Hello! I have some queue to start with the labelling campaign, but I will follow up as soon as possible.

We have this category of articles that need corrections: https://eu.wikipedia.org/wiki/Kategoria:Zuzentzeko
In this category we have texts in other languages inside the articles, mostly on citations: https://eu.wikipedia.org/wiki/Kategoria:Artikulu_itzuligabeak

The article Lantanoide (https://eu.wikipedia.org/wiki/Lantanoide) is a good example: structurally perfect, but with lots of wrong wording.

I have finished the labelling campaing. There was a redirect in the list, so I said it was a stub, because I couldn't finish without it.

Halfak added a comment.Oct 8 2019, 1:50 PM

Thanks Theklan. I looked through https://eu.wikipedia.org/wiki/Lantanoide but my stupid American monolingual eyes couldn't see any clear instances of English or Spanish words. :) Are there a lot of Basque language typos in the article? I'm trying to think through how we'll make the best use of these new features.

Either way, I'm curious how you would rate the quality of such an article that is structurally perfect but has wrong wording. After all, we'll need to figure out how to teach the model to make better predictions about articles like this.

Halfak reassigned this task from Halfak to kevinbazira.Mon, Oct 28, 4:11 PM
Halfak moved this task from Pending deployment to Active on the Scoring-platform-team (Current) board.

It looks like we have the dictionary working. The next step is to re-train the model.

How could we train this? I add @Ksarasola to this topic, maybe he has some great ideas.

@Theklan! We've got training in progress right now. But, I'm very interested in working with new volunteers. @Ksarasola, I'm sure we could find some other ways to make ORES for euwiki and related languages better :)

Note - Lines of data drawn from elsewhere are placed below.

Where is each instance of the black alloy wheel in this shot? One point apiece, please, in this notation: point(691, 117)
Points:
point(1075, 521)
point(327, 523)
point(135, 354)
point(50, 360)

Change 547285 had a related patch set uploaded (by Halfak; owner: Halfak):
[operations/puppet@production] Adds hunspell-eu to ores/manifests/base.pp

https://gerrit.wikimedia.org/r/547285

Change 547285 merged by Dzahn:
[operations/puppet@production] Adds hunspell-eu to ores/manifests/base.pp

https://gerrit.wikimedia.org/r/547285

Halfak added a subscriber: Dzahn.Wed, Oct 30, 8:07 PM

@kevinbazira, thanks to @Dzahn, you should be unblocked. Please try to rebuild the euwiki model when you can and we can review/iterate when I get online tomorrow.